The ends of the molecule are attached, via "handles", to optical traps and an external force can be applied to the ends of them with great precision. As a result, one obtains data for the extension of the molecule as a function of the applied force.

What has been often noticed is that as the force is increased and then decreased, the extension depends on the history of the system. This can be used to understand details of the internal states of the system. As a simple example consider the simulation attached here. It models a molecule as a set of inextensible links, with some bending stiffness, and thermal noise. Two groups are added to the chain that have an attractive interaction separated by 8 links. This leads to an attractive force. In the attached code this is called in the function bind_force().

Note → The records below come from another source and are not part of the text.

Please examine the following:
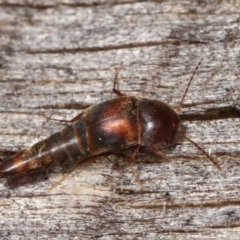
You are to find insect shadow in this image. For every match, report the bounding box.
[0,58,221,190]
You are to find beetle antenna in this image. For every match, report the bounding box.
[177,57,203,112]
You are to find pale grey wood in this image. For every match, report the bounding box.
[0,0,240,239]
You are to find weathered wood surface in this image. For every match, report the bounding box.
[0,0,240,239]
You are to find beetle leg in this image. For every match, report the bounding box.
[128,145,145,192]
[112,68,126,97]
[42,112,83,123]
[179,134,222,171]
[152,144,171,162]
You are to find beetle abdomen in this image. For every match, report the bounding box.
[0,119,89,177]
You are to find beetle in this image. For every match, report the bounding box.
[0,59,220,188]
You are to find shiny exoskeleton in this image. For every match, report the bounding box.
[0,97,180,177]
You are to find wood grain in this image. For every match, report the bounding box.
[0,0,240,240]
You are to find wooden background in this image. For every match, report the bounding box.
[0,0,240,240]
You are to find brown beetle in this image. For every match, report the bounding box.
[0,59,219,188]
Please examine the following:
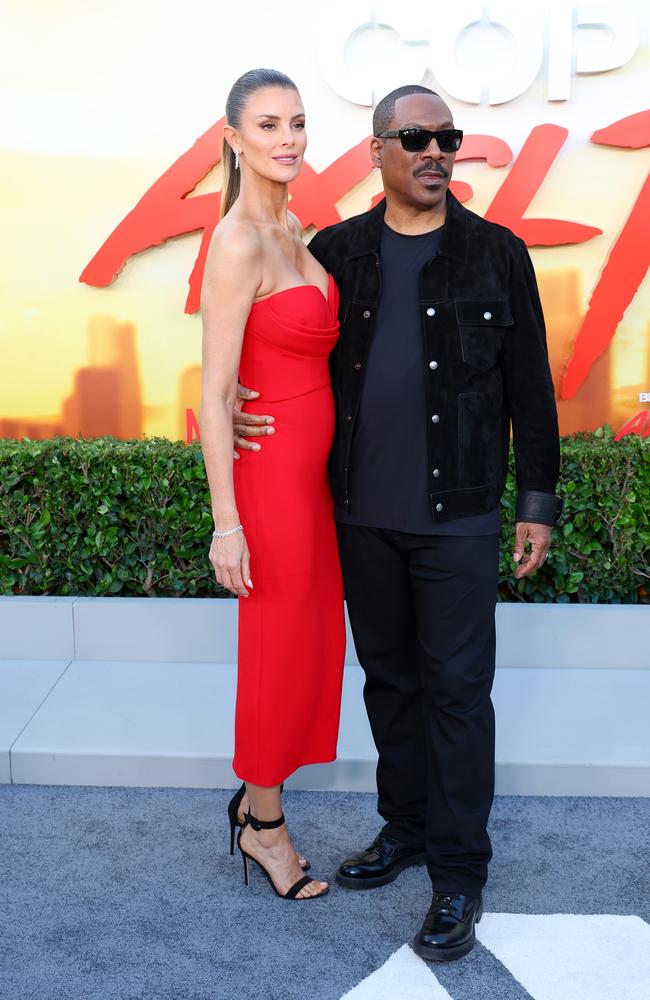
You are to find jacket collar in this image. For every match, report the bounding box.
[348,191,470,263]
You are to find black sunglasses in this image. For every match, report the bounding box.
[375,128,463,153]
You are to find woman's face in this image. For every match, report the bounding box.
[225,87,307,184]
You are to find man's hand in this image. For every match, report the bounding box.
[512,521,552,580]
[232,385,275,458]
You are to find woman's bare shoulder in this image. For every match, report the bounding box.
[208,216,262,263]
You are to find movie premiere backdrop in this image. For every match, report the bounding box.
[0,0,650,441]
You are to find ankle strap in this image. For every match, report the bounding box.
[245,809,284,830]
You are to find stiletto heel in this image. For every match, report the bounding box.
[237,809,329,902]
[228,782,311,868]
[223,782,246,855]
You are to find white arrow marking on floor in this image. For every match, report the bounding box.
[476,913,650,1000]
[341,913,650,1000]
[341,944,452,1000]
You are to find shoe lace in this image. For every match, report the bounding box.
[433,892,460,913]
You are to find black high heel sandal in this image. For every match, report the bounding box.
[237,809,329,903]
[228,782,311,872]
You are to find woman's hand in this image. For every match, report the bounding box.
[210,531,253,597]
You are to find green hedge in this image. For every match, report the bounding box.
[0,428,650,604]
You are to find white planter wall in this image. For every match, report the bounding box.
[0,597,650,795]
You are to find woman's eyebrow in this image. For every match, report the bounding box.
[255,111,305,122]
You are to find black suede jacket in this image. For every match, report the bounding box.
[309,192,562,525]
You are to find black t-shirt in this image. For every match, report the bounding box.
[335,224,500,535]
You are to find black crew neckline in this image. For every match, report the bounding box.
[384,222,445,240]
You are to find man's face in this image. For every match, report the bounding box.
[370,94,456,211]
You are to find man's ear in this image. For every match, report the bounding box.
[370,137,384,167]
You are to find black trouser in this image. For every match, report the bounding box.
[338,524,499,895]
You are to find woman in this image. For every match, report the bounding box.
[200,69,345,899]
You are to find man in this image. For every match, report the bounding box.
[235,86,561,961]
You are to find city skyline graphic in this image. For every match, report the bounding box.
[0,269,650,443]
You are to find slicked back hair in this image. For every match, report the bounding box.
[221,68,298,219]
[372,83,440,135]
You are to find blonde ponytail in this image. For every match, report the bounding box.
[219,139,241,219]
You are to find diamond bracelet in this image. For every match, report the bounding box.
[212,524,244,538]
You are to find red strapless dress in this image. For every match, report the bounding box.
[233,276,345,786]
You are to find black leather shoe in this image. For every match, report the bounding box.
[413,891,483,962]
[336,833,427,889]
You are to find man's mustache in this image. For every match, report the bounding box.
[413,160,449,177]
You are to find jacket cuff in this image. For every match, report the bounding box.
[515,490,564,527]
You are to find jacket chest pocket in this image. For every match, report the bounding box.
[455,299,515,371]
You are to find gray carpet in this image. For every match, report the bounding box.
[0,785,650,1000]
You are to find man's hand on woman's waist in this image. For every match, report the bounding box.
[232,384,275,459]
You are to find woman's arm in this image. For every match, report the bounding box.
[199,223,262,597]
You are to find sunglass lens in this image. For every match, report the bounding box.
[400,128,463,153]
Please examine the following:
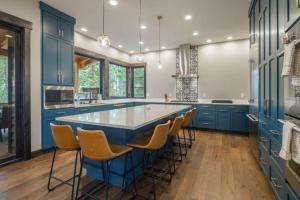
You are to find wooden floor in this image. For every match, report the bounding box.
[0,131,275,200]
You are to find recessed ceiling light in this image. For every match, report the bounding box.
[193,32,199,36]
[80,27,88,32]
[184,15,193,20]
[141,25,147,30]
[109,0,119,6]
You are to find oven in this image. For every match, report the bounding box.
[43,86,74,109]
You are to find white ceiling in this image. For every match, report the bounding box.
[43,0,250,52]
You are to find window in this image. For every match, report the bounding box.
[109,63,127,97]
[0,55,8,103]
[75,55,102,100]
[132,67,145,98]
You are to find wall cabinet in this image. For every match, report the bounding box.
[40,2,75,86]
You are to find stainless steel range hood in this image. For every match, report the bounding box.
[172,44,198,78]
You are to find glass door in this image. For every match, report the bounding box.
[0,25,20,163]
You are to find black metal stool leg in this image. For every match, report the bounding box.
[48,147,57,192]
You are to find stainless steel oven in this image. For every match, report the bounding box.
[44,86,74,109]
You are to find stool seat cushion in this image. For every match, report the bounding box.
[109,144,132,157]
[127,135,152,149]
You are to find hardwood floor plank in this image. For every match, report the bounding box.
[0,131,275,200]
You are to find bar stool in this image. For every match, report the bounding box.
[191,108,197,141]
[48,123,81,199]
[169,116,187,166]
[75,128,136,200]
[127,121,172,199]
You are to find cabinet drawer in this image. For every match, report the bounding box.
[197,104,215,111]
[271,139,285,174]
[198,110,216,120]
[199,120,215,129]
[270,158,286,199]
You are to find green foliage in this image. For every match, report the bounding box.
[0,55,8,103]
[109,64,127,97]
[78,62,100,91]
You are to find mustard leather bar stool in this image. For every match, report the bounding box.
[127,121,172,199]
[169,116,187,166]
[75,128,136,199]
[48,123,81,199]
[191,108,197,141]
[180,110,192,150]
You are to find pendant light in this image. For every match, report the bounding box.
[137,0,144,62]
[157,16,162,69]
[97,0,110,48]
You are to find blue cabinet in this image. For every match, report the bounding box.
[40,2,75,86]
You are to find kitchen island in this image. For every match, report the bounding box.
[56,104,191,186]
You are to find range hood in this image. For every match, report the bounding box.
[172,44,198,78]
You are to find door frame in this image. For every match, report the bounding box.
[0,11,32,165]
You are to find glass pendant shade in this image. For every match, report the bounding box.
[97,34,110,48]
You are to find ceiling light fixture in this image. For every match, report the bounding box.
[140,25,147,30]
[184,15,193,21]
[80,27,88,32]
[193,32,199,36]
[97,0,110,48]
[137,0,147,62]
[109,0,119,6]
[157,16,162,69]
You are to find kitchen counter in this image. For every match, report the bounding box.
[56,104,190,130]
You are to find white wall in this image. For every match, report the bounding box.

  • 1. From the form given for the force in function bind_force, calculate the corresponding potential energy of attraction of the two groups.
  • 2. Run the code hw6/twostatechain.py. You will see that the force applied is ramped up and then ramped down again.  Change tot_time to make it longer as well.  After a few minutes graphs will appear. One is the distance between the two groups as a function of force. You will notice that that graph shows hysteresis. f_incr controls the rate at which the force is incremented as the simulation is run. What happens to the graph if you increase f_incr? Can you understand the results? (Note: due to a recently introduced incompatibility, to see the graphs at the end, you need to set graphics = False)
  • 3. Try changing the temperature T from 1 to 0. What happens to the hysteresis curve? Can you understand your results?
  • 4. You can keep the force constant by running the code hw6/twostatechain_std_st.py and watch as chain conformations vary. However you have to wait a long time relative to the simulation you have just been running. Perhaps up to 30 minutes. When you do this, you can look at the graph of the distance as a function of time, t. What does this graph tell you?
  • 5. Compare these results to the Figure 1 of the above paper of Woodside et al Links to an external site..
  • 6. Suppose you consider a large RNA molecule, with more than 1000 bases, in this situation where you can apply a variable force and observe its overall extension. In general, do you expect just a few distinct states to be present or many?
  • 7. What are the limitations on how well the structure of RNA can be determined? Are there any ways that you can think of to increase the ability to determine the pattern of folding?
  • 8. What is hysteresis? What is its biological relevance, that is what does it tell you about the biology or biochemistry of the system?
  • 9. Aside from hysteresis in single molecules, what are other systems that show hysteresis?

 

UPDATE:

Due to changes in SciPy and Visual Python, the code you have won't show plots at the end. To get this to work, download the appropriate version here Links to an external site., and set graphics = False.